His death was confirmed by Ruth Cameron, his wife of 30 years. For the last several years he had been struggling with the degenerative effects of post-polio syndrome, related to the polio he contracted in his youth.
His jazz career crossed seven decades, with barely a moment of obscurity. He was in his early 20s in 1959, when, as a member of the Ornette Coleman Quartet, he helped set off a seismic disruption in jazz. Mr. Coleman, an alto saxophonist, had been developing a brazen, polytonal approach to improvisation — it would come to be known as free jazz — and in his band, which had no chordal instrument, Mr. Haden served as anchor and pivot. Mr. Coleman’s clarion cry, often entangled with that of the trumpeter Don Cherry, grabbed much of the attention, but Mr.

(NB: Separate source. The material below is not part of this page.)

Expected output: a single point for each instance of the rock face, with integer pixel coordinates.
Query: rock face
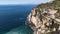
(45, 18)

Haden’s playing was just as crucial, for its feeling of unerring rightness in the face of an apparent ruckus.
In addition to Mr. Coleman, with whom he continued to play intermittently in the 1960s and ’70s (and later, in the occasional reunion), Mr. Haden worked with many principal figures of an emerging jazz avant-garde. For a decade starting in 1967, he was a member of a celebrated quartet led by the pianist Keith Jarrett, with Dewey Redman on saxophone and Paul Motian on drums.
Mr. Haden, who liked to say he was driven by concern for “the struggle of the poor people,” hardly restricted his opinions to the Liberation Music Orchestra. While playing a festival with Mr. Coleman in Lisbon, in 1971, he dedicated his “Song for Ché” to the black liberation movements of Mozambique and Angola, and was promptly jailed.